Mas a Carbon Tracker diz que isso representa apenas uma pequena parte da queima total das empresas, a qual também é feita para reduzir aumentos perigosos de pressão. De acordo com o relatório, poucas empresas afirmaram que eliminarão toda a queima não emergencial.
"As empresas de petróleo e gás estão falando da boca para fora sobre a ação climática, enquanto as emissões de seus produtos estão alimentando tempestades, secas, inundações e ondas de calor cada vez mais graves em todo o mundo", acusa Olivia Bisel, principal autora e analista associada de petróleo e gás da Carbon Tracker, em comunicado.

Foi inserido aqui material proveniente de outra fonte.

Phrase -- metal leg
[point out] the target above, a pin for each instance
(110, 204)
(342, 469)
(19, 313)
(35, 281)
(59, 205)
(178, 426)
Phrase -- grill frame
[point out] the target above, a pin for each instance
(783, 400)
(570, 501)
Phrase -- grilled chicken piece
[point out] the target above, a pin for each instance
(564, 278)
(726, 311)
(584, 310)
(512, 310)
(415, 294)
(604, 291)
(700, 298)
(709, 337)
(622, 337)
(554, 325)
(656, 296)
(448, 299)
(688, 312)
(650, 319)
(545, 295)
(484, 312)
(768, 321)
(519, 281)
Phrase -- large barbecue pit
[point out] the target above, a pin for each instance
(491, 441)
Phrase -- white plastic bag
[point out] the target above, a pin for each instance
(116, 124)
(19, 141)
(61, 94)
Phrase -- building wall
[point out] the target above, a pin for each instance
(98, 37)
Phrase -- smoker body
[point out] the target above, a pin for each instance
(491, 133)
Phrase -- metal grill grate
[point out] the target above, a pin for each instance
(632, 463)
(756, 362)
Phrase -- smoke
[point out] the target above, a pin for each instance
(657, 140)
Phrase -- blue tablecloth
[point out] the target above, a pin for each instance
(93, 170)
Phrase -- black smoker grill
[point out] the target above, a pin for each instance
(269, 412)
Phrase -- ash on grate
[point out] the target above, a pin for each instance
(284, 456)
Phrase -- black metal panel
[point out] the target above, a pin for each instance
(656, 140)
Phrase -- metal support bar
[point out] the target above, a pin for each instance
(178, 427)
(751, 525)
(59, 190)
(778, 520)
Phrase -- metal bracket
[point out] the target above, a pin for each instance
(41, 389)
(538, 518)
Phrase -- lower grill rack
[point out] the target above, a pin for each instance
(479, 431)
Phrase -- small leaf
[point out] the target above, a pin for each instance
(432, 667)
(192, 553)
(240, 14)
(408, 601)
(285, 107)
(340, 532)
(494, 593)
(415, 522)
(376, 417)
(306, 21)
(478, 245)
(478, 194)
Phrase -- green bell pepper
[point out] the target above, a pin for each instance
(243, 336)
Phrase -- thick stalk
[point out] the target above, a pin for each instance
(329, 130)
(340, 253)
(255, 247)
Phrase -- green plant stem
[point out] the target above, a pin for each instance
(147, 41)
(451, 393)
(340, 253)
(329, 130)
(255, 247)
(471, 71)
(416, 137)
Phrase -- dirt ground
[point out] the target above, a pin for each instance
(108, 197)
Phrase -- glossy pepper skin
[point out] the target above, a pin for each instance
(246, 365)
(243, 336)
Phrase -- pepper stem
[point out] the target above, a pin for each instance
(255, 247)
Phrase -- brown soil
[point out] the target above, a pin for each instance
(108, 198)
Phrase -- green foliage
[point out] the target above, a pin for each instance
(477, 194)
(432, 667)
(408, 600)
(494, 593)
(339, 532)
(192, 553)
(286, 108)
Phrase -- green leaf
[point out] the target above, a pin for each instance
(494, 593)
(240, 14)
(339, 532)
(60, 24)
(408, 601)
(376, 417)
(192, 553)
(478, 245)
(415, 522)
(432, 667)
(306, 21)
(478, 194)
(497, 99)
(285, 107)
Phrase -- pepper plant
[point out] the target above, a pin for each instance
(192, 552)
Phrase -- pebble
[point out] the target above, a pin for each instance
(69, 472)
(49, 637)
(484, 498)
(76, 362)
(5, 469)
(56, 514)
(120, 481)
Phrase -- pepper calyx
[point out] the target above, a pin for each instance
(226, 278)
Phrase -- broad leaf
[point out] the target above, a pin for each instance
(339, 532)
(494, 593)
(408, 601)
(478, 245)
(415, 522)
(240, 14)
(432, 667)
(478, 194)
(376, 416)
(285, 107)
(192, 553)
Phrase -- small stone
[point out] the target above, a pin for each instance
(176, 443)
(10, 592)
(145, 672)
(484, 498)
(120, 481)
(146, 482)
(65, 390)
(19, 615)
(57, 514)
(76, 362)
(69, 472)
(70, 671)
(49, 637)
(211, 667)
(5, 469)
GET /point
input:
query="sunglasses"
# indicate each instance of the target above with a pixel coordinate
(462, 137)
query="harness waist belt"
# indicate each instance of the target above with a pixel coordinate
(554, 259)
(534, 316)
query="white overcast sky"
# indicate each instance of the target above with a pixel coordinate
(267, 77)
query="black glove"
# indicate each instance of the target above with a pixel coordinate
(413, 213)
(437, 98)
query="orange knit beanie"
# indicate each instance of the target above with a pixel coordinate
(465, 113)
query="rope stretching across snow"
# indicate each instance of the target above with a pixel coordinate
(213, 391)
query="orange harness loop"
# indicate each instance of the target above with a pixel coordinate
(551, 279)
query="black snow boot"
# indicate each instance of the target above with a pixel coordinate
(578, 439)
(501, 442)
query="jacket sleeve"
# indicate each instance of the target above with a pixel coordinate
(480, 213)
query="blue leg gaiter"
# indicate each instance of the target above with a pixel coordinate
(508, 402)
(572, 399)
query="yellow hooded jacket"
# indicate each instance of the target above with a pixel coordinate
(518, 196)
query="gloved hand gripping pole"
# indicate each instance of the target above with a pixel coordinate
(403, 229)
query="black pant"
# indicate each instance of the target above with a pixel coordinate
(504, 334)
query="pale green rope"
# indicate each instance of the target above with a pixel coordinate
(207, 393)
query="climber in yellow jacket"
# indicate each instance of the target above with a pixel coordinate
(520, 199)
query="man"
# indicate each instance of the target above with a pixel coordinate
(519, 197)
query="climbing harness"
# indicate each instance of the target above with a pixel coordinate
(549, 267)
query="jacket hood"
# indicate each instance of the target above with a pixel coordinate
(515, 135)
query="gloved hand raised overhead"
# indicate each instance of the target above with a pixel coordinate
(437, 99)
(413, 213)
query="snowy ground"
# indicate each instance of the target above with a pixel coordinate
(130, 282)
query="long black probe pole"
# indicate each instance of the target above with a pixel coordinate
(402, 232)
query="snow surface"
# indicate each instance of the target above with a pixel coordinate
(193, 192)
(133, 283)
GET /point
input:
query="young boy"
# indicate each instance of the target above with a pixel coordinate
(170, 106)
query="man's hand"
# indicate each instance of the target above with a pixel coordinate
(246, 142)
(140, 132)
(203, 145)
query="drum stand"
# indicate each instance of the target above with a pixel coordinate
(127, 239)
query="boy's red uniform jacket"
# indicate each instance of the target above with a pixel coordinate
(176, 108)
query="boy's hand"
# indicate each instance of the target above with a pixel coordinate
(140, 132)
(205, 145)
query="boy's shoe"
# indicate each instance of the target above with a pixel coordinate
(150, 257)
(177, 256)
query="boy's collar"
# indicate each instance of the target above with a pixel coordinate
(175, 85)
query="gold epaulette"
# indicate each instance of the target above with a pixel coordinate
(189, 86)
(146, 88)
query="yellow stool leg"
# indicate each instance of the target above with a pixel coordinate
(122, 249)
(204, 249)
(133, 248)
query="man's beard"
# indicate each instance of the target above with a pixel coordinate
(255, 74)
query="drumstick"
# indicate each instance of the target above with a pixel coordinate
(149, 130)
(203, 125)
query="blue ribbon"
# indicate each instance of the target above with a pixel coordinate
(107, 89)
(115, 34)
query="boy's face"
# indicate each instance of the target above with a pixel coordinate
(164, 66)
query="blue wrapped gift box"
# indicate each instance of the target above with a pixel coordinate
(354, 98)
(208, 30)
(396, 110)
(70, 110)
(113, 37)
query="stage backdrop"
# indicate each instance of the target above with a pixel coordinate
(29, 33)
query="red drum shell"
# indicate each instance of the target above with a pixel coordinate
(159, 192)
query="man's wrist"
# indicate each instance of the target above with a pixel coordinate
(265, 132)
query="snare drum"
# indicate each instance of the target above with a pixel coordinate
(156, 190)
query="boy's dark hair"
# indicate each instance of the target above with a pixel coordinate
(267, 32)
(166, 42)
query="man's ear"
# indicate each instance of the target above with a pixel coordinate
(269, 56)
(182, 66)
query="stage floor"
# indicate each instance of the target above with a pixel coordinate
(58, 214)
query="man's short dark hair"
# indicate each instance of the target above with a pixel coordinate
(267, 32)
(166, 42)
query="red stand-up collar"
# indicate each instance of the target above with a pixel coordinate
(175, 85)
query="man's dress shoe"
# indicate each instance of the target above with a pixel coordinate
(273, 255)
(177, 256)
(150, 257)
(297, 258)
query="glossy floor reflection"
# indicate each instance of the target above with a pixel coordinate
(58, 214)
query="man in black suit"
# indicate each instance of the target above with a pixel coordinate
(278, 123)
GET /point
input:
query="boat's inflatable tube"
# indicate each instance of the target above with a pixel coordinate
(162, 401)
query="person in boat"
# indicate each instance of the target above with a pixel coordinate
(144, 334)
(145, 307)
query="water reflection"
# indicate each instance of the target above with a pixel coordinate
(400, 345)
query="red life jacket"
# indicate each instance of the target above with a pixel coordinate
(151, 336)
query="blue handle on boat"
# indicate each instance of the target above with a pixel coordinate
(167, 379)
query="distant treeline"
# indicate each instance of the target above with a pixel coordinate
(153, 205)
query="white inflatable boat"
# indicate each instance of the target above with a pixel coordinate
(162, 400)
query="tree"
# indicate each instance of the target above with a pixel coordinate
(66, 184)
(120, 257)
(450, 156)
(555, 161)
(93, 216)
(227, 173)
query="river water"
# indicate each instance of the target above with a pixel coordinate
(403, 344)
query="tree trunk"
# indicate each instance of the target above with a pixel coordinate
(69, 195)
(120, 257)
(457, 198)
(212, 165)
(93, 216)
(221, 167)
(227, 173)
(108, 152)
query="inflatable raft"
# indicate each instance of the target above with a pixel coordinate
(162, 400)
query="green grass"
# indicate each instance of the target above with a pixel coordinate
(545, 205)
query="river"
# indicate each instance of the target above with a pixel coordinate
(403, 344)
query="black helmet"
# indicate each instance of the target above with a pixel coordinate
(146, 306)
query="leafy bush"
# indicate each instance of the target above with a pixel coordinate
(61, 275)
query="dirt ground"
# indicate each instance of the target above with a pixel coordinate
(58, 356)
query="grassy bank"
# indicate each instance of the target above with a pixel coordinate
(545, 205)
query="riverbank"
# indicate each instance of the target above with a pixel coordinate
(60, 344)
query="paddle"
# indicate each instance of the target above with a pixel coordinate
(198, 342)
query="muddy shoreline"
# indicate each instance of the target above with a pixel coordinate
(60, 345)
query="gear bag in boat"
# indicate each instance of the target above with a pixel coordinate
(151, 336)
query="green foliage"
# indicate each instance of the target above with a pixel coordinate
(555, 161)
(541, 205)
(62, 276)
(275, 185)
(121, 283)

EUA anunciam nova multa para poluidores
As empresas de petróleo e gás dos EUA terão que pagar uma multa federal se emitirem metano acima de certos níveis, de acordo com uma nova regra do governo de Joe Biden anunciada nesta terça-feira na conferência climática da ONU em Baku, Azerbaijão.
A multa aumenta "gradualmente para 1.500 dólares por tonelada métrica em 2026". O objetivo é incentivar a indústria a reduzir as emissões do setor de petróleo e gás – a maior fonte de metano do país.
Os EUA também lançaram um portal especial que usa dados de satélite para detectar vazamentos e alertar as empresas sobre eles. As empresas são obrigadas a investigar e responder a vazamentos, de acordo com as regras para metano de petróleo e gás da Agência de Proteção Ambiental (EPA), segundo um comunicado.
As novas regras de metano foram anunciadas um dia depois que o presidente eleito Donald Trump escolheu o ex-congressista de Nova York Lee Zeldin para o cargo mais alto da EPA. Espera-se que Zeldin derrube ou atenue dezenas de regulamentações ambientais. Ele disse que quer "restaurar o domínio energético dos EUA".